El frutero de mi barrio se llama Paco y es nuestro frutero de toda la vida. Tiene un diente de oro y un Mercedes que se compró cuando le expropiaron la casa. Él reina detrás del gran mostrador de su tienda y siempre anda gastando bromas a las clientas desde su altillo, tras las almenas que forman las montañas de manzanas, peras y ciruelas. Cada día sus ocurrencias giran en torno a un tema diferente.
No hace mucho, estando yo esperando mi turno, la señora a la que despachaba pidió medio kilo de setas y, como ya no quedaba, la señora le dijo que le pusiera medio de champiñón. Paco, contentísimo, comprobó que sólo le quedaba como cuarto y mitad. “Ay, qué alegría, Antonia, cuando me pides algo y te tengo que decir que se me ha agotado. Esta noche voy a soñar con las setas y con los champiñones. No como la otra noche que soñé con vosotras” Todas las presentes reaccionaron con risas e imprecaciones. “Mira, salía la señora Juliana que no hacía más que escarbar las alcachofas y venga a revolverlas; pero es que daba miedo verla porque era como un zombi, tenía los ojos como idos. Os lo juro, eh” Las presentes rompieron en carcajadas, incluso la señora Juliana. “Bueno, luego salías tu, Pepa, que me perseguías para matarme porque el melón que te había vendido estaba pepino”. Las clientas miraban a Pepa sin parar de reír y asintiendo con la cabeza. Entre las carcajadas se escuchó la voz entrecortada de la señora Juliana que, entre risas, decía mientras corría a la puerta del baño: “Ay, que me lo hago, ay que me lo hago”. Entonces ya las carcajadas subieron de volumen y Paco, muy serio, decía: “Sí, vosotras reíros, pero menuda pesadilla. Qué sudor frío me corría por la espalda cuando me desperté”. Poco a poco las risas fueron descendiendo de volumen y se reestableció el orden, hasta que le tocó el turno a Pepa y Paco volvió a la carga: “Ay, Pepa, que miedo me das”.
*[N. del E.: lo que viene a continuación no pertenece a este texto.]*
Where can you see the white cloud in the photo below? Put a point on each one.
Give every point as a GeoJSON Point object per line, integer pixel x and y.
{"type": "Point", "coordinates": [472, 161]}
A mí, de pequeña me gustaba ir mucho a la frutería de Paco. Veía a mi madre o a mi abuela que cogían el carro de la compra y si decían “voy a la frutería”, yo saltaba al instante: “te llevo el carro”; y no es que yo de pequeña fuera muy servicial, es que Paco siempre me regalaba una bola de chicle. Ahora me gusta y no me gusta ir a la frutería de Paco porque, si la tienda está tranquila y Paco no tiene ningún asunto en torno al que hacer sus bromas, grita al verme: “Señoras, ¿han comprado las entradas para ir al teatro?” Las clientas, que no saben a cuento de qué salta con eso, le siguen las broma: “Sí, para ir a ver a la Paloma San Basilio”, “o a la otra, ¿cómo se llama? a la francesa ésa que se despechuga”, “Ay, sí, la Marlen Moró” Y los comentarios siguen por esa línea hasta que Paco por fin les aclara: “No, hombre, para ir a ver a la nieta de la señora Carmela, que va para actriz”. Yo, por supuesto, no digo nada de mi pánico al escenario. Me quedo ahí calladita y dejo que las señoras me miren de arriba abajo y digan: “Cucha, cualquier día la vemos en la tele a ésta”. Alguna me engancha del brazo y me dice: “Tu lo que tienes que hacer cuando seas famosa es irte a Holliwod y liarte con el Richard Guere, que ese sí que… ese sí que está… pero bien bueno”. Suenan las risas y la descolorida tienda vuelve a ser una fiesta. De todas maneras, sigo yendo a la frutería de Paco y no es que yo sea muy servicial; es que, al darme las vueltas, siempre me pone en la mano una bola de chicle.